British science fiction author and programmer

Sam Hughes (born 1983), known online as and publishing under the pen name qntm (pronounced "quantum"), is a British programmer and science fiction author. Hughes' short stories include "Lena", about the first digital snapshot of a human brain. His serial novels include Ra and Fine Structure. He has also written for the SCP Foundation wiki; his novel There Is No Antimemetics Division began as an entry on the wiki. In 2024, Del Rey Books acquired UK and Commonwealth rights to the book, while Ballantine Books acquired the US rights.

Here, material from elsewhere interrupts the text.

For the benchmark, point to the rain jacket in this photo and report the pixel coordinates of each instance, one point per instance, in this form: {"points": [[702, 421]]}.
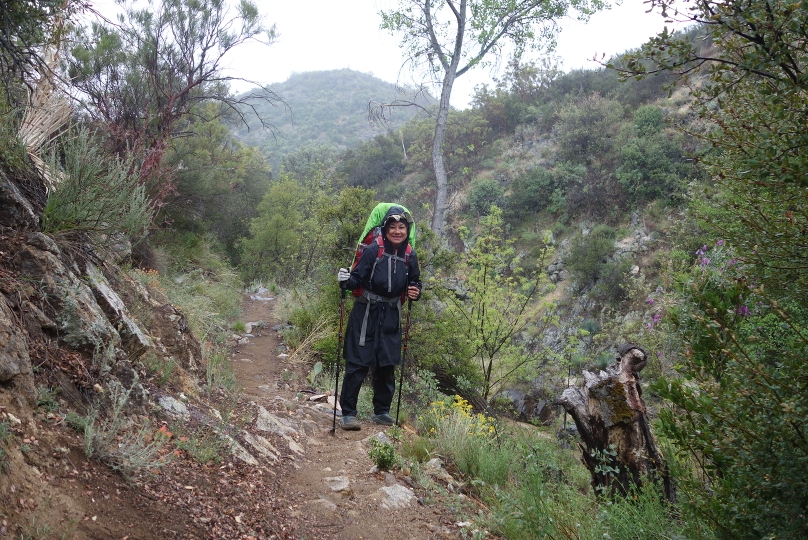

In 2022, Hughes created Absurdle, a variant of Wordle wherein the word changes with every guess, while still remaining true to previous hints. The Guardian described it as "the Machiavellian version of Wordle", and Hughes described it as an "experiment to find the most difficult [...] variant of Wordle", comparing it to one of his previous projects, the Tetris variant Hatetris.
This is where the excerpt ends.